State Rep. Margaret Good raked in nearly $18,000 in March, coming in over just four days before the Legislative Session began last month.
That money puts her total contributions for the 2020 cycle at $40,608.
It also showed continued prowess at bringing in dollars after the Sarasota Democrat spent more than $1 million. She needed the money first as she flipped House District 72 blue in February 2018 special election, then as she won re-election nine months later.
“Fundraising is part of my job,” Good said. “It’s what enables me to get our message out and to serve the great people of House District 72. I’m committed to ensuring we have the necessary resources to run an effective 2020 campaign.”
Good’s special election win last year in a district where Republicans outnumber Democrats made her a rising star in the party.
But she’s also a top target of state Republicans.
Through February, she out-raised more than both her Republican opponents — Erik Arroyo and Donna Barcomb — put together.
But then, both of those candidates promised big efforts in March and have yet to report their totals.
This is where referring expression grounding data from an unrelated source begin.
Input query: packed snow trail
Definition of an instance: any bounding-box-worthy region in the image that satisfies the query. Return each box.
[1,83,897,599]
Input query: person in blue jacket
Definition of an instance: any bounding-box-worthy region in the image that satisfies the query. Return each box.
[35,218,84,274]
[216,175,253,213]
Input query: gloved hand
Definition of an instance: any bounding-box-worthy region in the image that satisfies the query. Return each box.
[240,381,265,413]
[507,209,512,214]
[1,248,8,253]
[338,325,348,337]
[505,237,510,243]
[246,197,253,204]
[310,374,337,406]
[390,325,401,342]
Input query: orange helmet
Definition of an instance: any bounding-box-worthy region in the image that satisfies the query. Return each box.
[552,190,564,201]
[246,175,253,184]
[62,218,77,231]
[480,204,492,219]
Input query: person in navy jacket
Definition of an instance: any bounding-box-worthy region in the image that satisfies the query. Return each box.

Arroyo had his first major fundraiser scheduled in March. Barcomb promised she would launch her dollar hunt last month as well.
Notably, Good enjoyed a 7-percent win in her district in the special election over fellow newcomer James Buchanan (who now represents District 74).
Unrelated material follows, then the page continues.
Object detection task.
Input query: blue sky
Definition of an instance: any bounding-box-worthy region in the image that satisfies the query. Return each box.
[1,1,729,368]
But she had a close call in November against former state Rep. Ray Pilon, winning by just over 1,200 votes.
Jack Brill, acting GOP chair of the Republican Party of Sarasota, earlier this year said the District 72 race would be a top priority for the party in 2020.
“I expect to take that seat back,” he said.
And Republican Party of Florida Chair Joe Gruters also operates out of Good’s region as well.
But Good quickly amassed her own cache of influence in Democratic politics. This year before her first full session, Good become a part of Democratic leadership in the Florida House.
House Democratic Leader Kionne McGhee named Good one of four Deputy Majority Leaders. She was the only freshman lawmaker tapped for the role.